A última geração utiliza o processo COOP da TSMC e a fotônica de silício, com 512 canais a 200Gbps cada. O cálculo de Jensen Huang é convincente: ao melhorar a produtividade em 25%, equivale a economizar 5 bilhões de dólares em um data center de 50 bilhões de dólares. “Pode-se dizer que esse sistema de rede é quase gratuito”, destacou.
Da teoria à ação: IA física, robótica e direção autônoma
O foco da “bomba nuclear” não é apenas hardware. Jensen Huang enfatizou como cerca de 10 trilhões de dólares em recursos de cálculo acumulados na última década estão passando por uma modernização completa, mas não apenas hardware—uma mudança de paradigma de software.
A arquitetura dos “três computadores” para IA física:
Computadores de treino baseados em GPUs de classe training, como a arquitetura GB300. Computadores de inferência, o “cerebelo” que toma decisões em tempo real em robôs e dispositivos de borda. Computadores de simulação (Omniverse e Cosmos) que geram ambientes virtuais onde a AI aprende com feedbacks físicos.
Alpamayo: direção autônoma com capacidade de raciocínio
Sobre essa arquitetura, a NVIDIA apresentou o Alpamayo, o primeiro sistema de direção autônoma com verdadeira capacidade de raciocínio. Diferente dos sistemas tradicionais, o Alpamayo é completamente end-to-end e resolve o “problema da cauda longa”—quando enfrenta situações de trânsito nunca antes vistas, não executa apenas código mecânico, mas raciocina como um motorista humano.
O Mercedes CLA equipado com Alpamayo será lançado nos Estados Unidos no primeiro trimestre de 2026, seguido pela Europa e Ásia. O sistema recebeu a avaliação NCAP como o veículo mais seguro do mundo, graças ao “duplo stack de segurança” da NVIDIA: quando o modelo AI tem pouca confiança, o sistema retorna imediatamente a uma modalidade de segurança tradicional.
A estratégia robótica: de Boston Dynamics à Disney
A NVIDIA mostrou como nove grandes empresas de IA e hardware estão todas expandindo para a robótica. Cada robô usará computadores Jetson, será treinado no simulador Isaac do Omniverse, e a tecnologia será integrada nos sistemas industriais da Synopsys, Cadence, Siemens e outros.
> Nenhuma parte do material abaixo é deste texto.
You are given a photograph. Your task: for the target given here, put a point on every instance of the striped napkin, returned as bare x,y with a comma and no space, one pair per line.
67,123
Jensen Huang convidou robôs humanoides e quadrúpedes de empresas como Boston Dynamics e Agility, destacando uma perspectiva fascinante: o maior robô é a própria fábrica. A visão é que o design de chips, sistemas e simulações de fábrica será acelerado por IA física.
Por que essa “bomba nuclear” neste momento?
Em um contexto onde cresce o ceticismo sobre uma suposta “bolha AI”, Jensen Huang deu prioridade não apenas à potência bruta de cálculo, mas às aplicações concretas. A “bomba nuclear” de 2,5 toneladas é tanto um símbolo quanto uma promessa: demonstrar que a AI pode realmente transformar tanto o mundo digital quanto o físico.
A NVIDIA, que no passado vendia “pás para mineiros de ouro”, agora entra diretamente no mercado onde as competições são mais acirradas—IA física, robótica, direção autônoma. Como Huang mesmo sugeriu: “Quando a guerra está em andamento, você pode continuar vendendo armas”.
Mas a verdadeira inovação do Vera Rubin não é construir uma “bomba nuclear” de hardware mais potente—é demonstrar que, sincronizando a inovação em todos os níveis da plataforma, os limites tradicionais podem ser superados.